En Suisse, nous avons été le premier propriétaire majeur à nous intéresser au label de qualité DGNB, qui intègre les trois piliers du développement durable. Nous ne sommes pas une société cotée en bourse. Bien au contraire, nous planifions les choses à très long terme, que ce soit dans le domaine de l’infrastructure et des transports ou dans celui de l’immobilier. En tant qu’entreprise fédérale, nous nous attachons à prendre en compte les attentes du public. Il est donc de notre devoir d’étudier soigneusement le site et d’analyser les souhaits des habitants et des autorités administratives.
Le groupe CFF est constitué des divisions «voyageurs», «infrastructure», «marchandises» et «immobilier». Cette dernière est la seule à ne pas faire partie de l’activité transports à proprement
parler. Une réflexion a-t-elle été engagée pour une émancipation de l’immobilier?
Bien au contraire. Le lien entre l’immobilier, la mobilité et l’infrastructure est puissant. De fortes interdépendances les unissent. Si l’on construit par exemple des logements pour 300 personnes, cela ne sera pas sans incidence sur la mobilité. Le nombre de personnes qui se rendent quotidiennement dans nos gares est supérieur à celui des voyageurs dans nos trains. On peut dire dès à présent que nous sommes une société ferroviaire et immobilière à la fois. De plus, l’argent que nous gagnons avec l’immobilier est réinjecté dans le système. Cela permet d’abaisser les coûts d’infrastructure et d’assainir la caisse de retraite.

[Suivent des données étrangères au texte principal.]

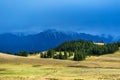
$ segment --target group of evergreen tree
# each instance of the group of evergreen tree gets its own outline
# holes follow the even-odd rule
[[[73,40],[66,41],[60,46],[50,49],[47,52],[42,52],[40,54],[41,58],[53,58],[53,59],[62,59],[67,60],[71,56],[73,56],[74,61],[84,60],[87,56],[91,55],[103,55],[103,54],[111,54],[117,51],[120,47],[120,42],[105,44],[105,45],[97,45],[92,41],[85,40]],[[8,52],[7,54],[12,54]],[[20,51],[16,55],[27,57],[29,54],[33,55],[36,52],[26,52]]]
[[[103,55],[107,53],[113,53],[118,50],[118,43],[97,45],[92,41],[78,40],[78,41],[67,41],[57,48],[55,51],[69,51],[85,52],[87,55]]]
[[[18,53],[16,53],[16,55],[23,57],[27,57],[28,55],[35,55],[35,54],[37,54],[37,52],[19,51]]]
[[[66,41],[60,46],[54,48],[54,52],[71,52],[74,53],[73,60],[80,61],[84,60],[87,56],[91,55],[103,55],[114,53],[119,49],[120,43],[111,43],[105,45],[97,45],[92,41],[77,40],[77,41]],[[65,54],[57,54],[53,58],[64,59]],[[69,57],[69,55],[67,55]]]
[[[81,61],[84,60],[86,58],[86,53],[85,52],[80,52],[80,51],[75,51],[74,53],[74,61]]]
[[[36,54],[36,52],[19,51],[18,53],[6,52],[6,54],[27,57],[28,55]]]
[[[53,58],[53,59],[62,59],[66,60],[68,57],[73,56],[72,52],[55,52],[53,49],[48,50],[47,52],[42,52],[40,54],[41,58]]]
[[[56,54],[53,58],[66,60],[66,59],[68,59],[68,54],[67,54],[67,52],[64,52],[64,54],[62,54],[62,52],[60,52],[59,54]]]
[[[119,47],[116,44],[106,44],[103,46],[94,45],[93,47],[90,47],[88,50],[88,54],[90,55],[103,55],[103,54],[110,54],[117,51]]]
[[[48,50],[47,52],[42,52],[40,53],[40,57],[41,58],[52,58],[53,57],[53,54],[54,54],[54,50],[50,49]]]
[[[26,52],[26,51],[20,51],[20,52],[18,52],[18,56],[27,57],[28,56],[28,52]]]
[[[79,51],[87,50],[91,46],[94,46],[92,41],[74,40],[74,41],[66,41],[60,46],[56,47],[54,50],[75,52],[76,50],[79,50]]]

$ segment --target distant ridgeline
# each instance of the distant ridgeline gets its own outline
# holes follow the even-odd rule
[[[18,53],[19,51],[40,52],[54,48],[68,40],[91,40],[94,42],[104,41],[112,43],[112,36],[104,37],[85,33],[64,32],[57,30],[46,30],[37,34],[17,35],[0,34],[0,51]]]
[[[84,60],[87,56],[112,54],[119,49],[120,43],[104,44],[85,40],[66,41],[46,53],[41,53],[42,58]]]

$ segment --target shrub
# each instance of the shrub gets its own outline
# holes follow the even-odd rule
[[[27,57],[27,56],[28,56],[28,53],[27,53],[26,51],[20,51],[20,52],[18,52],[18,56]]]

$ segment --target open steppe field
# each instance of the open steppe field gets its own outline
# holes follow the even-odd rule
[[[79,62],[0,53],[0,80],[120,80],[120,51]]]

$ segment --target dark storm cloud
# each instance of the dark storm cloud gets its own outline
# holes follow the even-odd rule
[[[60,29],[117,35],[119,4],[119,0],[0,0],[0,32]]]

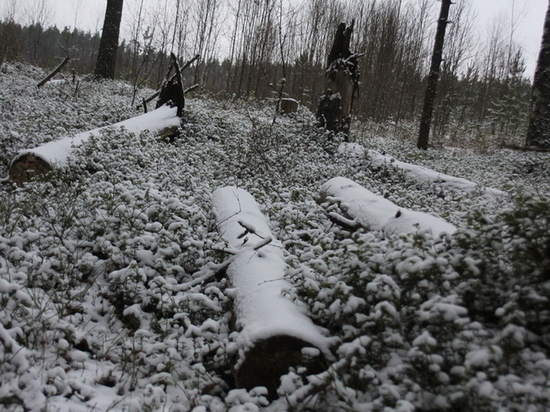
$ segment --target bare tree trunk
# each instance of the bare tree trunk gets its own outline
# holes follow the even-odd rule
[[[437,93],[437,82],[439,80],[439,68],[443,60],[445,30],[447,29],[447,23],[449,23],[448,17],[451,4],[451,0],[441,0],[441,12],[439,13],[439,20],[437,22],[432,63],[430,65],[428,85],[426,86],[426,94],[424,96],[424,109],[422,111],[422,119],[420,120],[420,132],[418,133],[417,147],[422,150],[428,149],[430,125],[432,122],[435,95]]]
[[[94,71],[96,79],[115,78],[118,35],[120,33],[123,3],[124,0],[107,0],[103,33],[101,34],[101,42],[99,43],[99,52]]]
[[[550,2],[544,19],[544,31],[533,81],[531,104],[526,144],[550,148]]]

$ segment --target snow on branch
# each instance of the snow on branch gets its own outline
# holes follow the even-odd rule
[[[340,202],[341,208],[355,223],[388,235],[428,231],[441,237],[456,230],[443,219],[401,208],[344,177],[335,177],[321,187],[321,202]]]
[[[243,189],[224,187],[213,193],[212,208],[220,235],[235,250],[227,276],[234,288],[238,331],[237,386],[265,386],[274,397],[280,376],[290,366],[304,365],[303,348],[317,348],[330,357],[329,339],[284,296],[292,285],[284,278],[283,247],[255,199]],[[242,239],[243,228],[249,241]],[[317,359],[314,367],[320,363]]]

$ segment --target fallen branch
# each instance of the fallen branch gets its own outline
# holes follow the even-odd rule
[[[185,89],[185,91],[183,92],[183,94],[190,93],[190,92],[192,92],[193,90],[198,89],[198,88],[199,88],[199,85],[198,85],[198,84],[194,84],[193,86],[190,86],[190,87],[188,87],[187,89]]]
[[[61,62],[61,64],[59,66],[57,66],[57,68],[51,72],[50,74],[48,74],[40,83],[38,83],[36,85],[36,87],[42,87],[44,86],[47,82],[49,82],[51,79],[53,79],[53,77],[59,73],[61,71],[61,69],[63,69],[63,67],[65,67],[65,65],[69,62],[69,56],[65,57],[65,59]]]

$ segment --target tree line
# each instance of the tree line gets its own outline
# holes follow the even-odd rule
[[[127,2],[128,3],[128,2]],[[182,60],[201,55],[185,79],[219,98],[264,99],[283,93],[316,109],[325,87],[327,55],[335,28],[355,20],[352,43],[362,55],[354,115],[407,127],[417,122],[430,64],[438,3],[375,0],[160,0],[129,7],[116,77],[136,90],[157,87],[173,52]],[[499,136],[523,141],[529,117],[530,80],[513,22],[495,21],[476,42],[470,1],[456,2],[434,107],[432,131],[450,139]],[[26,61],[53,67],[66,55],[80,74],[94,71],[99,33],[59,30],[41,22],[0,23],[0,63]],[[513,140],[516,138],[516,140]]]

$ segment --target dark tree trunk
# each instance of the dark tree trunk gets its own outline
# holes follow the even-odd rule
[[[327,62],[327,88],[321,95],[317,119],[333,132],[348,133],[353,99],[359,88],[358,55],[349,50],[354,21],[346,27],[340,23]]]
[[[420,131],[418,133],[417,147],[419,149],[428,149],[428,138],[430,135],[430,125],[434,111],[435,95],[437,93],[437,82],[439,80],[439,68],[443,60],[443,43],[445,41],[445,30],[449,23],[449,9],[451,0],[441,0],[441,11],[437,21],[437,31],[435,33],[434,50],[432,54],[432,63],[430,65],[430,74],[428,75],[428,84],[426,94],[424,95],[424,108],[422,110],[422,119],[420,120]]]
[[[122,5],[124,0],[107,0],[107,10],[103,22],[103,32],[94,75],[96,79],[114,79],[116,56],[118,50],[118,35],[122,19]]]
[[[544,20],[531,104],[526,144],[527,146],[550,148],[550,2]]]

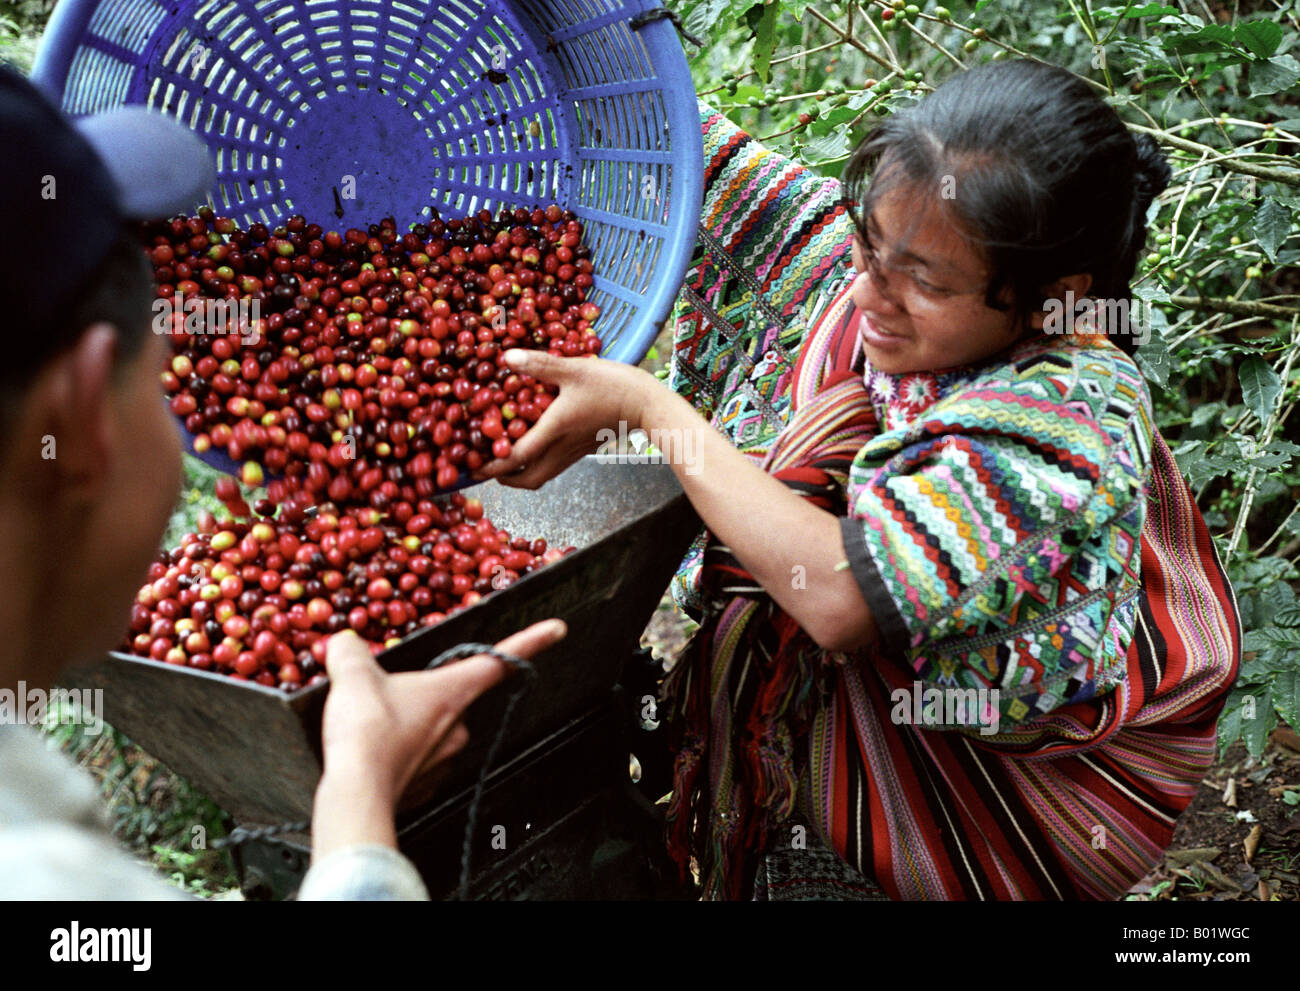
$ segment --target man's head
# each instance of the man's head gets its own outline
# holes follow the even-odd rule
[[[75,125],[0,68],[0,684],[111,646],[176,496],[180,446],[134,220],[192,210],[206,149],[123,108]]]

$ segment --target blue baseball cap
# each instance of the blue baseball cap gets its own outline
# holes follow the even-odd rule
[[[0,299],[18,369],[72,343],[61,310],[132,221],[193,213],[215,179],[203,141],[140,106],[71,118],[0,65]]]

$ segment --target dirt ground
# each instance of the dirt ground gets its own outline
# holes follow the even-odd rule
[[[1129,897],[1300,901],[1300,735],[1275,730],[1259,759],[1229,747]]]

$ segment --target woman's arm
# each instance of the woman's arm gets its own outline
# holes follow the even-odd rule
[[[653,375],[617,362],[511,351],[506,361],[558,385],[559,398],[483,477],[536,488],[598,446],[603,428],[650,434],[710,531],[827,650],[874,642],[875,622],[845,559],[840,523],[741,454]]]

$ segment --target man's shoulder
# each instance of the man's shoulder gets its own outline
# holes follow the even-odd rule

Comment procédez-vous concrètement lorsqu’il s’agit d’étudier un projet?
Nous analysons le quartier et l’environnement sous toutes leurs coutures dans l’optique d’une affectation, tout en tenant compte des évolutions futures. Pour la mobilité, on se posera des questions, comme par exemple: y aura-t-il des véhicules autonomes? Si oui, que faut-il prévoir dans cette perspective sur le site? Cette synthèse entre les besoins actuels du quartier, les préoccupations urbaines et des thématiques futures est passionnante. À partir de ce travail, nous élaborons une vision de développement urbain, que nous soumettons très ouvertement aux autorités administratives et aux habitants. Dès le début, nous engageons
des échanges transparents avec les villes et nous tenons compte de leurs réactions. Nous passons assez rapidement un contrat d’urbanisation avec la ville. C’est une garantie pour les deux parties.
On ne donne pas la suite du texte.